Ik doe dus aan opstellingenwerk, een vorm van improvisatietheater waarbij je met een groep welwillende mensen elkaars privéproblemen naspeelt. Het begint nu echt voet aan de grond te krijgen in Wageningen.
Het werkt zo: je ontmoet elkaar in een sfeervol zaaltje. Iets met thermoskannen. Wierook misschien. Je maakt op een warme manier kennis en gaat aan de slag.
Dat houdt in: eerst kies je de hoofdpersoon, jezelf.
Die persoon gaat een uur lang in het klein meemaken wat jij op regelmatige basis te verduren krijgt. En jij mag kijken, op een stoel aan de rand van waar het gebeurt. Daarna kies je de figuranten, vaak mensen die uiterlijke of innerlijke kenmerken hebben van zijn of haar rol. Die ene irritante collega, je dominante vader, je afgesloten partner.
Het bijzondere is: door de combinatie van gekozen karakters en de positie die ze krijgen in de ruimte, hoeven ze geen verdere instructie. In hun improvisatiespel zeggen deze volstrekte vreemden precies die dingen tegen elkaar en tegen jouw ‘representant’, als die je gezinsleden, collega, of geliefde ook zouden zeggen. Heel irritant, boosmakend zelfs. En dan wil je schreeuwen. Soms. Of vergeven, want dat kan ook. Het gevoel dat zich opdringt is het volgende: mensen hebben maar een beperkte vrijheid om te handelen. Het is de positie, of de situatie die hun gedrag bepaalt. Ze konden niet anders. Dus ook je vader niet. Of je ex.

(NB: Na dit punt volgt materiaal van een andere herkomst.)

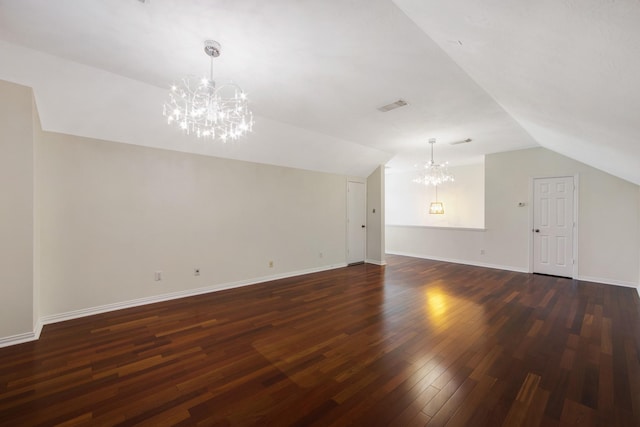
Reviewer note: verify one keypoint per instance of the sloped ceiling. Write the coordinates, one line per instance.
(568, 71)
(509, 75)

Dus ja, ik stond daar weer. En die man die mijn vader was ook. We blijven elkaar steeds tegenkomen in dit soort sessies, bij de theekannen en de wierook. Binnenkort komt hij vast weer eens in het écht bij me eten – de onvervalste man van vlees en bloed, mijn vader. Hij vindt het allemaal maar onzin, heeft hij me laatst toevertrouwd. De schat.